Au lieu d’appeler la Centrale d’urgence, la voisine s’était directement adressée au commissariat principal. Le standard l’avait mise en relation avec un policier à qui elle avait expliqué qu’elle n’avait pas vu l’homme qui occupait le logement à côté de chez elle depuis plusieurs jours.
– Il passe parfois chez moi quand il revient de faire ses courses. Normalement, je l’entends marcher dans son appartement et je le vois de ma fenêtre quand il descend au magasin. Et là, je ne l’ai ni vu ni entendu depuis un moment.
– Il est peut-être parti en voyage ?
– En voyage ? Il ne quitte jamais Reykjavík.
– Et qui vous dit qu’il n’est pas allé dans sa famille ou chez des amis ?
– Je ne crois pas qu’il ait beaucoup d’amis, et il ne m’a jamais parlé de sa famille.
– Quel âge a-t-il ?
– Plus de quatre-vingt-dix ans, mais il est robuste et complètement autonome.
– On a pu l’hospitaliser ?
– Non… je m’en serais rendu compte. Je suis sa voisine.
– Il est peut-être parti en maison de retraite. À son âge…
– Je… Vous avez de ces questions ! Qu’est-ce que vous voulez que je vous dise ? Tout le monde n’a pas envie d’aller en maison de retraite. Et il est en très bonne santé.
– Merci de nous avoir prévenus, je vous envoie quelqu’un.
Les deux policiers patientaient devant la porte du vieil homme en compagnie de sa voisine Birgitta.

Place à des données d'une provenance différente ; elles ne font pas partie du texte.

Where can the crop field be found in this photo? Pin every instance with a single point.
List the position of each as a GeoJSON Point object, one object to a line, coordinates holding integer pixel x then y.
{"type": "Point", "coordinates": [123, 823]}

Le premier avait une énorme bedaine et le second, beaucoup plus jeune, était si maigre qu’il flottait dans son uniforme. Tous deux formaient un couple un peu comique. Plus expérimenté, le plus âgé avait souvent dû faire appel à un serrurier pour pénétrer chez des gens. La police devait régulièrement s’assurer que tout allait bien chez des gens qui n’avaient pas de famille et avaient échappé à la vigilance des services sociaux. Omar, le serrurier, cousin du policier obèse, ouvrait les portes en un tournemain.
Ils se donnèrent l’accolade quand ce dernier arriva. Omar força sans difficulté la serrure.